00:00Toutes ces réparations, 80% c'est les fauteuils roulants,
00:02parce que quasiment tous les athlètes ont un fauteuil,
00:05qui sont dans des états souvent assez catastrophiques.
00:16On a à disposition un atelier avec à peu près 160 techniciens
00:23qui viennent de tous les pays,
00:25et donc nous prenons en charge tous les athlètes qui viennent nous voir,
00:27quelle que soit leur nationalité,
00:29quel que soit leur sponsor,
00:30quel que soit leur équipement,
00:32quel que soit leur besoin.
00:33Si on se base sur l'expérience de Tokyo,
00:35mais là on démarre encore plus fort,
00:37à Tokyo on faisait à peu près entre 250 et 300 réparations par jour,
00:42et on avait fait un peu moins de 3000 réparations sur l'ensemble des Jeux.

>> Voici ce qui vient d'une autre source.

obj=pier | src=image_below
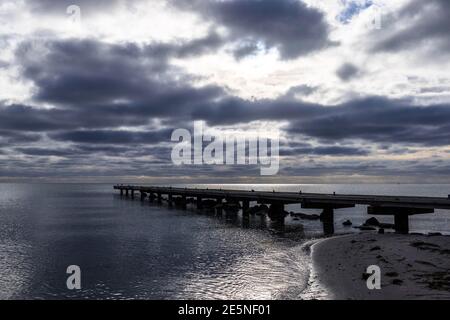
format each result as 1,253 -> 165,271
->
114,185 -> 450,234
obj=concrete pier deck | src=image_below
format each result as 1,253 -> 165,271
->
114,185 -> 450,233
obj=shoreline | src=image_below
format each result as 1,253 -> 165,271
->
308,232 -> 450,300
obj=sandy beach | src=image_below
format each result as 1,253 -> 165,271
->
309,233 -> 450,300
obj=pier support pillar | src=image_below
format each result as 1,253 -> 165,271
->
394,214 -> 409,234
267,202 -> 285,223
320,208 -> 334,235
216,198 -> 223,214
242,200 -> 250,217
197,197 -> 203,209
181,196 -> 187,209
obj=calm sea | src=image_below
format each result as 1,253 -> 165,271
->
0,184 -> 450,299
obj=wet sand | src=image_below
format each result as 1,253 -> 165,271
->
310,232 -> 450,300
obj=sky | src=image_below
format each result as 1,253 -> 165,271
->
0,0 -> 450,184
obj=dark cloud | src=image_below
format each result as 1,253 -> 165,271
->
336,63 -> 360,81
280,146 -> 370,157
373,0 -> 450,55
5,33 -> 450,180
171,0 -> 335,59
285,85 -> 318,97
25,0 -> 125,15
0,130 -> 41,146
50,129 -> 173,144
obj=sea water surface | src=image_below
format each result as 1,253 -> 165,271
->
0,184 -> 450,299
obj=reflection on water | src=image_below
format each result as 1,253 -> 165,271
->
0,184 -> 449,299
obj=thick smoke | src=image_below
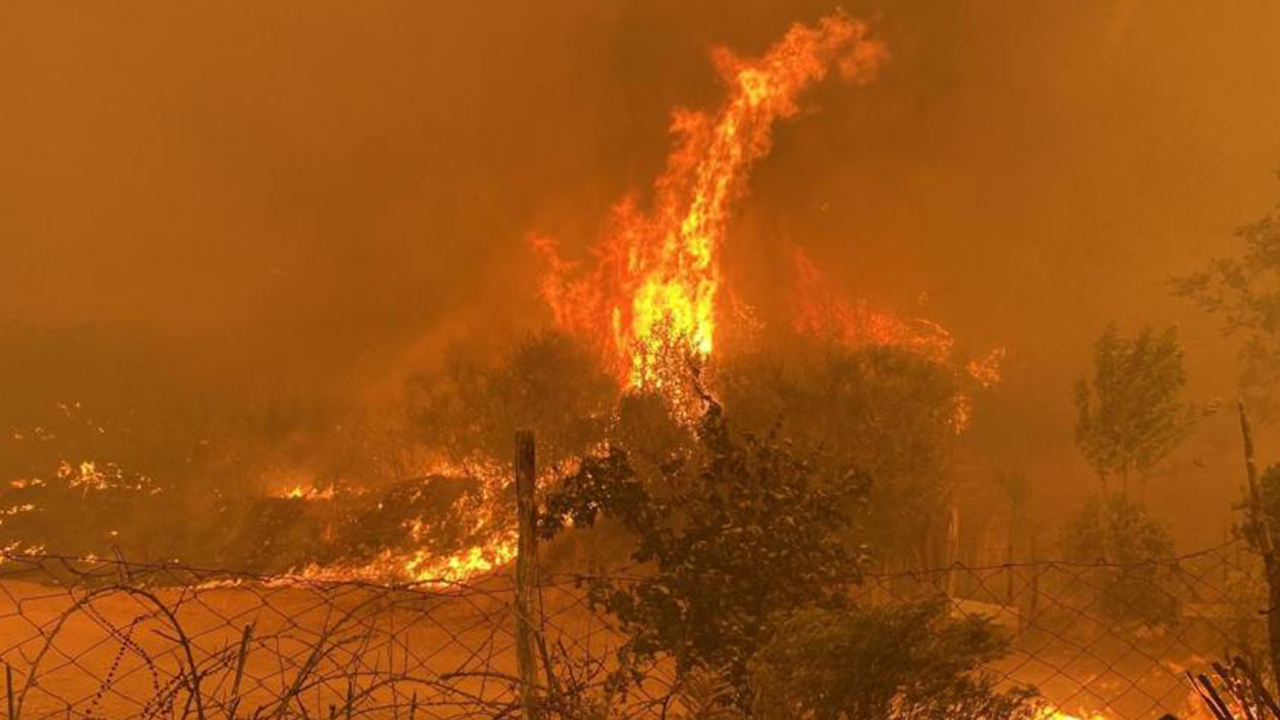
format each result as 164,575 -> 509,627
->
0,0 -> 1280,543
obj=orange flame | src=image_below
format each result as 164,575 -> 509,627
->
532,14 -> 887,397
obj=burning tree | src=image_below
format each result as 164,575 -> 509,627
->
534,13 -> 886,416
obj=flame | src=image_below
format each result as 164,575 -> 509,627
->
792,249 -> 998,430
792,249 -> 957,361
532,13 -> 887,398
268,483 -> 338,500
288,459 -> 518,589
1036,706 -> 1110,720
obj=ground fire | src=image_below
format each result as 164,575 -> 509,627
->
0,0 -> 1280,720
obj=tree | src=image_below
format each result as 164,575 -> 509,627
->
540,402 -> 867,708
751,600 -> 1037,720
1075,324 -> 1196,496
1062,495 -> 1179,626
717,337 -> 961,565
1174,172 -> 1280,413
408,332 -> 617,465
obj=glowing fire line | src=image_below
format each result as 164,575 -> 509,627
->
532,14 -> 886,397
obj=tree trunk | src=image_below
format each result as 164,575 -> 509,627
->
516,430 -> 538,720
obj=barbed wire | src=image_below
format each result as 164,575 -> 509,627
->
0,542 -> 1266,720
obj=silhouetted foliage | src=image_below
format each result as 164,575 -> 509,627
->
408,332 -> 617,464
751,601 -> 1037,720
1062,495 -> 1179,625
1075,324 -> 1196,492
1174,173 -> 1280,415
541,404 -> 867,703
718,338 -> 960,564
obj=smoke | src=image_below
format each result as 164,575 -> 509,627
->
0,0 -> 1280,538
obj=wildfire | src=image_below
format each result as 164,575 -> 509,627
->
534,13 -> 887,400
792,243 -> 1003,427
1036,707 -> 1108,720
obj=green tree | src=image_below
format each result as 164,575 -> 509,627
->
1075,324 -> 1196,496
717,337 -> 961,565
1174,172 -> 1280,415
751,601 -> 1037,720
1062,495 -> 1179,626
541,402 -> 867,707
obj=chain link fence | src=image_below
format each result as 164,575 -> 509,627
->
0,544 -> 1266,720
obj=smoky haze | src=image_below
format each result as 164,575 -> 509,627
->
0,0 -> 1280,538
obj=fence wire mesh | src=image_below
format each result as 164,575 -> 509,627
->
0,543 -> 1266,720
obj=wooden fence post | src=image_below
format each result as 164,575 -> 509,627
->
516,430 -> 538,720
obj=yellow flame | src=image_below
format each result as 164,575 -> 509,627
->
534,14 -> 886,405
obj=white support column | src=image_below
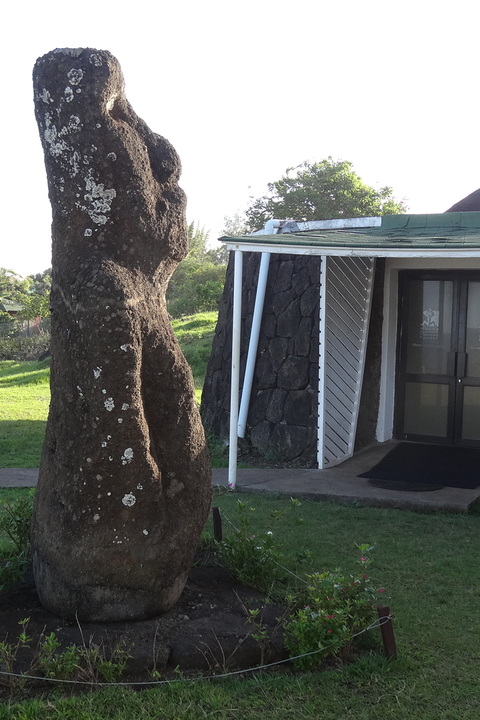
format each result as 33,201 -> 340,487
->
238,253 -> 270,437
228,250 -> 243,490
317,255 -> 327,470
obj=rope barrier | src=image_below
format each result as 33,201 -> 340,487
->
0,614 -> 393,687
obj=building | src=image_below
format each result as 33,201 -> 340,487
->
202,211 -> 480,486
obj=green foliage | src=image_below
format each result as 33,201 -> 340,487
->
172,312 -> 217,402
0,618 -> 130,690
219,500 -> 283,594
0,334 -> 50,360
285,546 -> 383,670
166,223 -> 227,318
245,157 -> 405,231
0,491 -> 33,590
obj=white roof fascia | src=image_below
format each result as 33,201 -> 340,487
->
225,241 -> 480,258
290,217 -> 382,234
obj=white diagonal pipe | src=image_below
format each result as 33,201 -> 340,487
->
228,250 -> 243,490
238,253 -> 270,437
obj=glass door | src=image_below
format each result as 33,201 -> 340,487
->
395,273 -> 480,445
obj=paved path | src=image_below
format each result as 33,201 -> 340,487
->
0,441 -> 480,512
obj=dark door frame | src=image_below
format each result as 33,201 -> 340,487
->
394,269 -> 480,447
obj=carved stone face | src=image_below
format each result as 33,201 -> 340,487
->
33,49 -> 211,620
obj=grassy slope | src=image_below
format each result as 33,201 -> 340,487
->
0,493 -> 480,720
0,312 -> 217,467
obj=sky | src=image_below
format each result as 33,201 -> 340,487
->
0,0 -> 480,276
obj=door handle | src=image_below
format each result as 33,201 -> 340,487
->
447,352 -> 457,377
457,353 -> 467,378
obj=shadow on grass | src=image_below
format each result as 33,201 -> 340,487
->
0,420 -> 47,468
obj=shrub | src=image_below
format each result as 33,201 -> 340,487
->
0,333 -> 50,361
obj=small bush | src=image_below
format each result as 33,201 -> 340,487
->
0,334 -> 50,361
285,546 -> 383,670
0,491 -> 33,590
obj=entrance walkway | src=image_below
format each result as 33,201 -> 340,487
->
0,441 -> 480,512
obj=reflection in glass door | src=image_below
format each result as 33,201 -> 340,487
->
395,273 -> 480,445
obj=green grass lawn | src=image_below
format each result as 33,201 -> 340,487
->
0,493 -> 480,720
0,312 -> 217,468
0,360 -> 50,467
0,313 -> 480,720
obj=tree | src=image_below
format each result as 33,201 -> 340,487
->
167,223 -> 227,317
0,268 -> 52,320
245,157 -> 406,232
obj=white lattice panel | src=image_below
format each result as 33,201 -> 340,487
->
318,257 -> 375,468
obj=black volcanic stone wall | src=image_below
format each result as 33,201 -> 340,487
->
201,253 -> 385,467
201,253 -> 320,467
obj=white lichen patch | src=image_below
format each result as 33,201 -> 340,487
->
88,53 -> 103,67
67,68 -> 83,85
79,169 -> 117,225
121,448 -> 133,465
58,115 -> 83,137
122,493 -> 137,507
39,88 -> 53,105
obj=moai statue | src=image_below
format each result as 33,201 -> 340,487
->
32,48 -> 211,621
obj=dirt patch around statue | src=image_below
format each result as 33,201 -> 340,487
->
0,556 -> 287,695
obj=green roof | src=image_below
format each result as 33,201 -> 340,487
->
220,212 -> 480,250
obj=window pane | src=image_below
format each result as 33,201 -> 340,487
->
465,282 -> 480,377
404,382 -> 449,437
462,386 -> 480,440
407,280 -> 453,375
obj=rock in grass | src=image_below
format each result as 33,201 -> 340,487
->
32,49 -> 211,621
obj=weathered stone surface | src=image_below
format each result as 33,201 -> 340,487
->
32,49 -> 211,621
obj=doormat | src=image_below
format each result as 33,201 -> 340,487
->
358,443 -> 480,492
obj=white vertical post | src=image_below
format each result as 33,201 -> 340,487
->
238,253 -> 270,437
228,250 -> 243,490
317,255 -> 327,470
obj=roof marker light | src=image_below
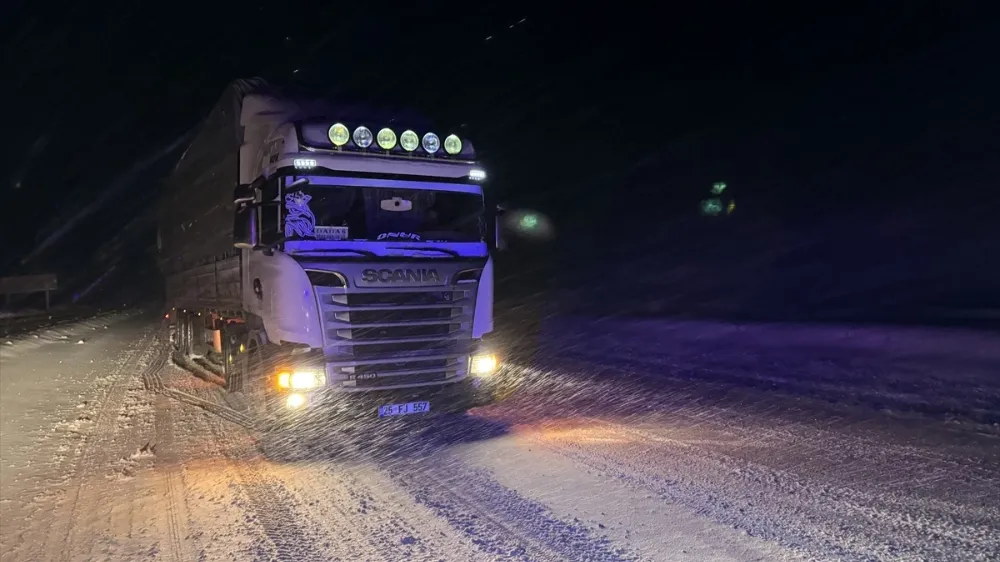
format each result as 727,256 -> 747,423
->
399,129 -> 420,152
326,123 -> 351,147
420,133 -> 441,154
376,127 -> 396,150
354,125 -> 375,148
444,135 -> 462,155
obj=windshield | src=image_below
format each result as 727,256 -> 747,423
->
282,180 -> 485,242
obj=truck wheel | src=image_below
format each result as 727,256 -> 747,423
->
222,324 -> 246,392
177,312 -> 194,357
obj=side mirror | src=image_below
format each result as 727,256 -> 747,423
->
233,185 -> 257,208
233,203 -> 260,246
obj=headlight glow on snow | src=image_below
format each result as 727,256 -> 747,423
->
376,127 -> 396,150
469,353 -> 497,377
327,123 -> 351,147
354,125 -> 375,148
278,371 -> 326,390
285,393 -> 306,410
444,135 -> 462,155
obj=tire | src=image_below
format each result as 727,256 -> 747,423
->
177,312 -> 194,357
222,324 -> 247,392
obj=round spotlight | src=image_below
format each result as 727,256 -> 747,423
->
444,135 -> 462,155
399,129 -> 420,152
376,127 -> 396,150
354,125 -> 375,148
420,133 -> 441,154
326,123 -> 351,146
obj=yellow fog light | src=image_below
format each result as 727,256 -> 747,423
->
285,392 -> 306,410
469,353 -> 497,377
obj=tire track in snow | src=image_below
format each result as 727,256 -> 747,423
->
144,345 -> 330,562
332,420 -> 634,561
42,330 -> 155,560
159,352 -> 634,562
529,419 -> 1000,560
156,390 -> 191,562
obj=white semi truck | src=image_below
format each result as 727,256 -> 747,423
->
157,80 -> 499,416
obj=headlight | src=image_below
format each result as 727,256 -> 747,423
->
278,371 -> 326,390
469,353 -> 497,377
420,133 -> 441,154
375,127 -> 396,150
444,135 -> 462,155
326,123 -> 351,148
354,125 -> 375,148
399,129 -> 420,152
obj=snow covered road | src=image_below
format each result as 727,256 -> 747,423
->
0,315 -> 1000,562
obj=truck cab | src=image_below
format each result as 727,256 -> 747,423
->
230,121 -> 498,414
160,83 -> 500,416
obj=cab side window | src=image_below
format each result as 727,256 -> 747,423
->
256,177 -> 282,246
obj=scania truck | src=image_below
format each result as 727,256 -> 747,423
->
157,79 -> 500,417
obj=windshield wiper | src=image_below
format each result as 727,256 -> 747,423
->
292,248 -> 378,258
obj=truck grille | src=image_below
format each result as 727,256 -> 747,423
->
315,283 -> 477,389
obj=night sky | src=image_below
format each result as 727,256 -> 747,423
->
0,1 -> 1000,316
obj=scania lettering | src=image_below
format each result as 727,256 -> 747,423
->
158,80 -> 499,418
361,269 -> 441,283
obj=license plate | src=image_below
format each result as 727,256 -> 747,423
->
378,402 -> 431,418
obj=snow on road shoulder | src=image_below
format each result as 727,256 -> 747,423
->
478,354 -> 1000,560
457,426 -> 804,562
0,310 -> 141,360
540,318 -> 1000,429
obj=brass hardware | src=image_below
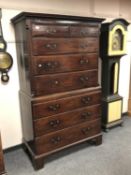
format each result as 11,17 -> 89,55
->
80,44 -> 88,49
38,64 -> 42,68
80,58 -> 89,65
38,61 -> 59,71
48,104 -> 60,111
49,120 -> 60,128
80,31 -> 88,36
45,43 -> 57,49
80,76 -> 89,84
46,29 -> 56,34
54,80 -> 59,85
81,112 -> 91,119
81,97 -> 91,104
51,136 -> 61,144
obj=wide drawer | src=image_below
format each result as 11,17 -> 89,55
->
34,119 -> 101,154
32,23 -> 99,38
34,105 -> 101,136
32,37 -> 99,55
32,90 -> 101,119
32,53 -> 98,75
31,70 -> 98,96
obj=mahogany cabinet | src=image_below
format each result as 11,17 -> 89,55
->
12,12 -> 103,169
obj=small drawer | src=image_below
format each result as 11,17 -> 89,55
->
34,119 -> 101,154
32,37 -> 99,55
31,70 -> 98,96
32,24 -> 70,37
34,105 -> 101,137
70,26 -> 99,37
32,53 -> 98,75
32,90 -> 101,119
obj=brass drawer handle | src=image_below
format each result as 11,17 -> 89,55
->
80,31 -> 88,36
80,76 -> 89,83
80,44 -> 88,49
81,112 -> 91,120
48,104 -> 60,111
81,127 -> 92,135
51,136 -> 62,145
53,80 -> 59,85
49,120 -> 60,128
38,61 -> 59,71
46,29 -> 57,34
81,97 -> 91,104
80,58 -> 89,65
45,43 -> 57,49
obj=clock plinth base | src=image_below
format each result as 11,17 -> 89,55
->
102,94 -> 123,131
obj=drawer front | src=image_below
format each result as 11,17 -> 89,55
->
32,38 -> 99,55
31,70 -> 98,96
33,53 -> 98,75
35,119 -> 101,154
32,24 -> 70,37
70,26 -> 99,37
32,23 -> 99,38
34,105 -> 101,136
32,91 -> 101,119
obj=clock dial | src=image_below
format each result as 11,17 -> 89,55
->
0,38 -> 6,51
112,30 -> 122,51
0,52 -> 13,70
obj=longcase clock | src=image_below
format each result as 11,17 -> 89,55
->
100,19 -> 129,131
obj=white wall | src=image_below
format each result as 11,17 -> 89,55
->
0,0 -> 131,148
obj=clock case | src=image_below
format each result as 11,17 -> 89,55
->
100,19 -> 129,131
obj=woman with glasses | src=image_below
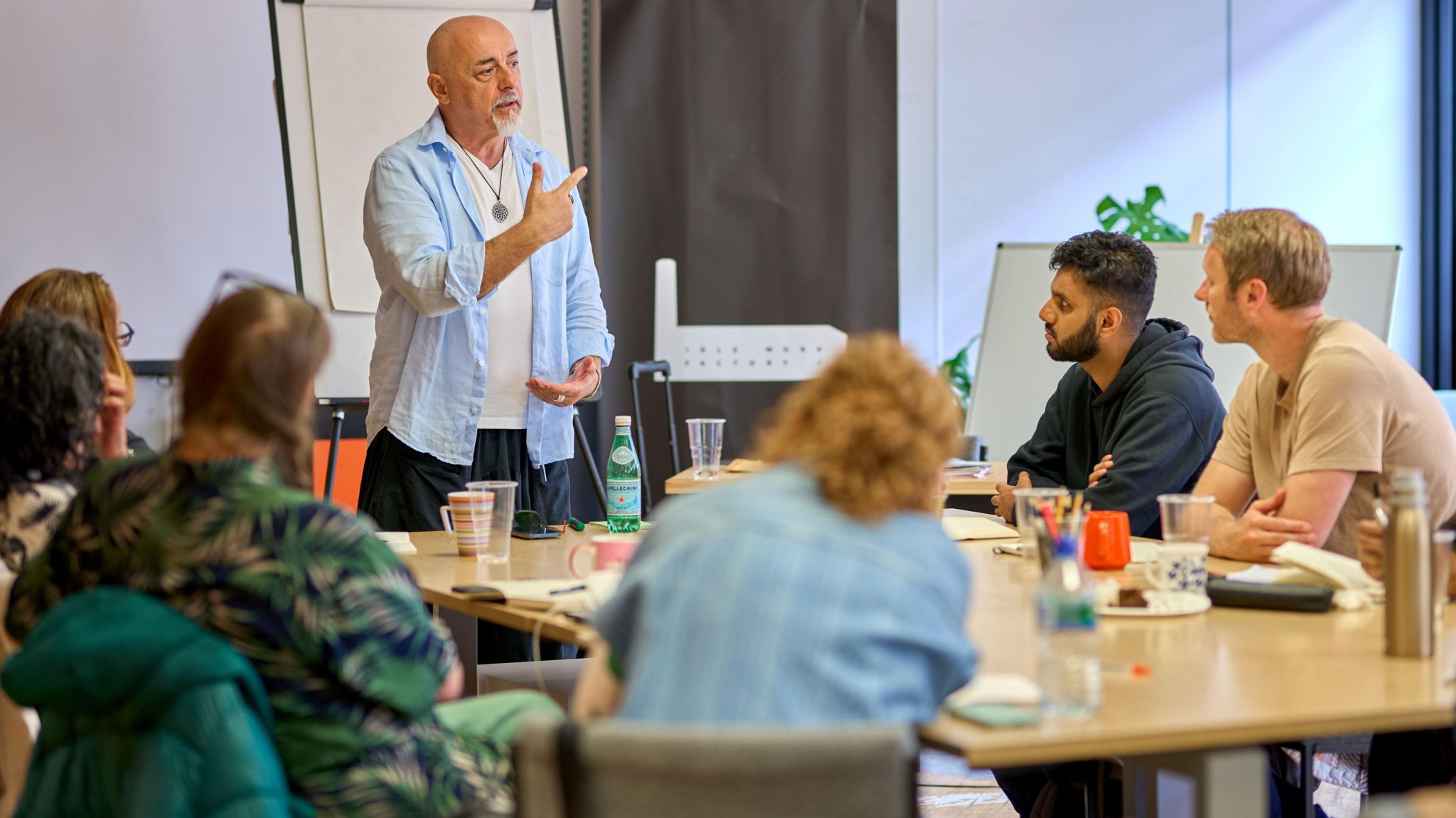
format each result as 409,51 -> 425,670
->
0,268 -> 151,454
6,289 -> 562,818
0,314 -> 127,815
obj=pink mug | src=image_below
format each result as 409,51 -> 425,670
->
567,534 -> 642,579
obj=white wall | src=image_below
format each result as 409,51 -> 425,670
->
0,0 -> 294,360
931,0 -> 1420,362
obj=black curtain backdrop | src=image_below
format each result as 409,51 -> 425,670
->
588,0 -> 899,507
1421,0 -> 1456,389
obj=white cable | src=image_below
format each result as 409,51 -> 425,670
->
532,603 -> 571,696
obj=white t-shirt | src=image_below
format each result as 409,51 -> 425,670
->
450,139 -> 532,429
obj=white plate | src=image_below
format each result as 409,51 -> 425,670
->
1096,591 -> 1213,617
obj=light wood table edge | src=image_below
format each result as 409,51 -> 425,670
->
663,461 -> 1006,496
919,699 -> 1453,767
419,588 -> 597,647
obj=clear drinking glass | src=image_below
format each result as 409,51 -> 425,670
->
464,480 -> 518,562
1157,495 -> 1214,546
687,418 -> 724,480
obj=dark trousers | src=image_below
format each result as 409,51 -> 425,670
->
360,429 -> 577,664
992,761 -> 1123,818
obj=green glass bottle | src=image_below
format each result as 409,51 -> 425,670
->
607,415 -> 642,534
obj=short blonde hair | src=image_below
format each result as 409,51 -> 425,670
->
757,333 -> 961,520
1209,208 -> 1329,310
178,286 -> 329,489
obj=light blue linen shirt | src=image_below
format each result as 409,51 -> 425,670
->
364,108 -> 616,465
593,465 -> 975,725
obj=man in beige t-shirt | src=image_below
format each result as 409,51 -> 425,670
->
1194,210 -> 1456,562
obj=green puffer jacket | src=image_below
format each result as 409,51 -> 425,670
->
0,588 -> 313,818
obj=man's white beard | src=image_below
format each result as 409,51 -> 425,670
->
491,95 -> 521,139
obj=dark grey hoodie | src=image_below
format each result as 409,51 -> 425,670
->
1006,319 -> 1223,537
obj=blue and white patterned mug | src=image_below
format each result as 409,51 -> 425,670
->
1143,543 -> 1209,594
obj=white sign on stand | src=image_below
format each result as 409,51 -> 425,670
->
653,259 -> 849,383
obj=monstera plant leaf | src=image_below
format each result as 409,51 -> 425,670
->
1096,185 -> 1188,242
941,335 -> 981,418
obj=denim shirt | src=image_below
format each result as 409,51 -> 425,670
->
593,465 -> 975,725
364,108 -> 616,465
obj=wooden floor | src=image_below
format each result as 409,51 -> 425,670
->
919,750 -> 1017,818
917,750 -> 1360,818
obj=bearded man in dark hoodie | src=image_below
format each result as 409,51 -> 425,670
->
992,230 -> 1223,818
992,230 -> 1223,537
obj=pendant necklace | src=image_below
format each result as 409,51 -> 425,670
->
464,146 -> 511,224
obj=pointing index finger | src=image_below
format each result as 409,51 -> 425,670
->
555,164 -> 587,193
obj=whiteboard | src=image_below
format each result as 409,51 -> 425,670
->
965,243 -> 1401,460
0,0 -> 294,360
272,0 -> 571,399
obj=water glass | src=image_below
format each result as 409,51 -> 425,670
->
464,480 -> 521,562
687,418 -> 724,480
1157,495 -> 1216,546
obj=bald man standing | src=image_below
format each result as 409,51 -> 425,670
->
360,16 -> 614,547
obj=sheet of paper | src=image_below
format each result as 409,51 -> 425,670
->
378,532 -> 419,554
945,672 -> 1041,707
941,517 -> 1018,540
1227,565 -> 1300,585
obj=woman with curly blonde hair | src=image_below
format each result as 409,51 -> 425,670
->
572,335 -> 975,723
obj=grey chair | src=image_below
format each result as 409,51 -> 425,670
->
515,721 -> 919,818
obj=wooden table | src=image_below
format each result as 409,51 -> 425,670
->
400,527 -> 594,694
403,524 -> 1456,818
920,542 -> 1456,817
664,463 -> 1006,496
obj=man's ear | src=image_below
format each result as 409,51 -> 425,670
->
1096,307 -> 1124,335
1239,278 -> 1270,308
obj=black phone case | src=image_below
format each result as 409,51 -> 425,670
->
1209,579 -> 1335,613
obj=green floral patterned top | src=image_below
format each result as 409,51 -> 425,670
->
6,454 -> 513,817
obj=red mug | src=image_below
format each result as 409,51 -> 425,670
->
567,534 -> 641,579
1082,511 -> 1133,571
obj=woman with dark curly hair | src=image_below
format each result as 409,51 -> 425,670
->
6,289 -> 562,818
0,313 -> 127,815
0,314 -> 127,607
0,268 -> 151,454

00:47Je pense qu'on sera à peu près sur les mêmes standards,
00:49voire un peu plus sur Paris.
00:50Les premiers Jeux qu'on a faits, c'était en 1988 à Séoul,
00:53et c'est toujours une atmosphère très particulière,
00:55pour nous c'est un peu le summum,
00:57parce qu'on prend en charge des patients,
01:00mais qui sont des para-athlètes,
01:01donc qui ont déjà des parcours de vie très impressionnants,
01:04et souvent avec plein de choses à nous raconter,
01:07et on échange beaucoup avec eux.
01:09C'est en plus des aventures,
01:11des personnes qui ont des dispositifs quelquefois qui sont complètement improbables,
01:16qu'on rencontrera jamais dans notre vie en France.
01:18Et on doit trouver des solutions,
01:20on doit quelquefois essayer de transformer un peu ce qu'ils ont,
01:25de réparer, de changer,
01:27et donc c'est des expériences formidables,
01:29et en plus on est tous ensemble, nous les 160 techniciens,
01:31donc en plus on a cet échange entre nous,
01:33on échange sur nos façons de faire, sur nos façons de travailler.
01:38Pour moi, ce que je retiens le plus beau,
01:39c'est d'avoir vu un athlète ukrainien,
01:42avec une prothèse qui a été faite là-bas,
01:44juste après son accident pendant la guerre,
01:47et pour moi c'est ce qu'il y a de plus beau aujourd'hui à retenir.
01:55On a des athlètes qui viennent de délégations relativement réduites,
01:58et quand ils ont l'occasion de gagner des médailles,
02:01ils reviennent nous voir le lendemain.
02:02J'ai eu un Jordanien la dernière fois, à Tokyo en plus c'était particulier,
02:05ils étaient que cinq, puisque c'est une toute petite délégation,
02:09et donc l'athlète qui a gagné la médaille d'or,
02:11on avait réparé son banc,
02:13et il est revenu me voir avec sa médaille,
02:14et ça c'est des moments qu'on ne peut pas oublier qu'au village.
02:18Ici, une majorité de nos réparations, c'est sur les appareils de la vie quotidienne.
02:22On fait à peu près 85% de nos réparations sur les appareils de la vie quotidienne,
02:26justement parce que tous les athlètes savent qu'on est là.
02:28Ils poussent pour que la prothèse ou le fauteuil arrive jusqu'au jeu,
02:32parce qu'ils savent qu'ici on va les remplacer,
02:33et dans toutes ces réparations, 80% c'est les fauteuils roulants,
02:37parce que quasiment tous les athlètes ont un fauteuil,
02:40qui sont dans des états souvent assez catastrophiques,
02:43et donc on fait des checks complets,
02:45on change les pneus, on change les freins, on change les coussins,
02:48et pour eux, ils sont partis après pour cinq ans, pour dix ans,
02:50il y a même des athlètes qu'on retrouve de jeu en jeu,
02:52à qui on a réparé une prothèse quatre ans avant,
02:54et ils ont encore la même prothèse.
02:56C'est-à-dire qu'en France, on change tous les six mois,
02:57et là, quatre ans après, ils viennent nous voir,
02:59et on refait une prothèse, et ça s'aide plus en plus,
03:01donc c'est pour ça que là, dès les premiers jours, c'est de la folie,
03:03parce que tout le monde vient nous voir.